Arithmetic Operations

Most programs at some point perform arithmetic operations. This can be as simple as small addition or multiplication, or as complex as three-dimensional volume calculations. Whatever the case may be, often arithmetic operations can be broken down into several smaller, simpler steps involving a series of basic calculations and conversions. These steps are ideal candidates for optimization because they are generally used repeatedly on large amounts of data, and most contain looped or recursive functionality. The many optimization techniques discussed in this book are well suited for arithmetic optimization. Think for instance of rewriting recursive routines into iterative routines, using loop unrolling, creating tables of predetermined values and optimizing mathematical equations. Because arithmetic operations are an important area for optimization, which in practice often gets overlooked or executed in a far from optimal form, the following sections give tips and examples on how to use optimization techniques specifically for arithmetic operations.

Using Bit Operators for Arithmetic Operations

Interesting optimizations can be made by looking at bit representations of byte values.
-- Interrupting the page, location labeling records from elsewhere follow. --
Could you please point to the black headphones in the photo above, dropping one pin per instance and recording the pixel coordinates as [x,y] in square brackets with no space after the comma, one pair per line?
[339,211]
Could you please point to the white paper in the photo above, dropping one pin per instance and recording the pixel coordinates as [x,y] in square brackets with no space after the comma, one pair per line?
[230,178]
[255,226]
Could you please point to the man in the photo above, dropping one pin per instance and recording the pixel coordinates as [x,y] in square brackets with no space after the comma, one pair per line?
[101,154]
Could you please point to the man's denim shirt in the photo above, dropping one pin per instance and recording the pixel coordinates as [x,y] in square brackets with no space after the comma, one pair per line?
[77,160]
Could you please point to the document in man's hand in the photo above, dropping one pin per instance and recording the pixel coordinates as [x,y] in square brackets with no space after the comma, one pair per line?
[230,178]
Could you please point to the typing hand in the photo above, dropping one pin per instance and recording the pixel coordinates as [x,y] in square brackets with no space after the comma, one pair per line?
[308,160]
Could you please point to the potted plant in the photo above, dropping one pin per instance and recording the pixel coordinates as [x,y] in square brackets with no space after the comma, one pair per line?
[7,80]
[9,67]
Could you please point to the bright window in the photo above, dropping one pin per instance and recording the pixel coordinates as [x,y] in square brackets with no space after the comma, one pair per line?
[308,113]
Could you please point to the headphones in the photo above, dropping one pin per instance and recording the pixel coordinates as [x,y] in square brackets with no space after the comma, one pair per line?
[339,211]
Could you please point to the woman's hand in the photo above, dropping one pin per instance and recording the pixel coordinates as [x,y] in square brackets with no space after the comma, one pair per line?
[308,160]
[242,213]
The example in Listing 13.1 demonstrates this. Often during a calculation it is important to know whether a number is a multiple of another number—that is, whether it can be divided by another number without any remainder. For this, the % operator (modulo operator) is often used as shown in Listing 13.1.

Code Listing 13.1. Counting Multiples
int i, k;
long j, count = 0;

for (k = 0 ; k < DATALEN; k++)
    for (i = 1; i <= 256; i <<= 1)
    {
        if ((data[k] % i) == 0)
            count++;
    }

The example in Listing 13.1 checks each byte in a data block whether it is a multiple of 1, 2, 4, 8,…128. Because this example checks for very specific (but certainly often occurring) numbers, it can be optimized with a fast and simple bitwise check, as shown in Listing 13.2.
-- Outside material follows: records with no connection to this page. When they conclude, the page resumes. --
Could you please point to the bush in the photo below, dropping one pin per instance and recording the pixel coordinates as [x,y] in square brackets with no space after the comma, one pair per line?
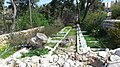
[93,21]
[116,11]
[114,35]
[37,20]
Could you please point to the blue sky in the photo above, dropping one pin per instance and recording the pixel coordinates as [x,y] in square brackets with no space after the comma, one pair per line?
[47,1]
Code Listing 13.2. Bitwise Counting Multiples
int i, k;
long j, count = 0;

for (k = 0; k < DATALEN; k++)
    for (i = 1; i <= 256; i <<= 1)
    {
        if ((data[k] & (i-1)) == 0)
            count++;
    }

The example in Listing 13.2 avoids the use of the time-consuming % operator by making use of the knowledge that when a number is a multiple of x, all the bits representing x-1 are not set. This means, for instance, that a number is a multiple of eight when its first three bits are not set (the binary representation of eight is 1000, the binary representation of seven is 0111). The result of using a bitwise & instead of the % operator is that the example routine becomes up to five times faster. A program that demonstrates this can be found in the file 13Source01.cpp on the Web site.

More examples of bit operator use can be found in the listings of the following sections.

Identifying Static Parts in Calculations and Conversions

Part of optimizing is making sure that no double work is done. Information which is static, and therefore does not change between different usages of a certain piece of code, can be precalculated at program startup or perhaps even at compile time. This means time is won whenever this information is used. This can be done for intermediate or even end results of calculations. Refer to Chapters 7, "Basic Programming Statements", and 11, "Storage Structures", for more details on using recalculated values. The following sections show examples of calculations that contain, perhaps unexpectedly, static parts, and how they can be optimized.

Determining the Number of Bits Set in a Data Block

A routine that determines the parity of a data block is a good example of a calculation containing static parts. The parity of a data block depends on the number of bits in that block that are set (a bit is set when it has the value 1). For instance, the number of bits set in a byte with value 9 is 2. (The binary representation of 9 is 1001).

The most straightforward way to determine the number of bits set in a data block is to check the bits of every byte in the block and increase a counter for every bit that is set. Listing 13.3 shows an example of how this could be implemented.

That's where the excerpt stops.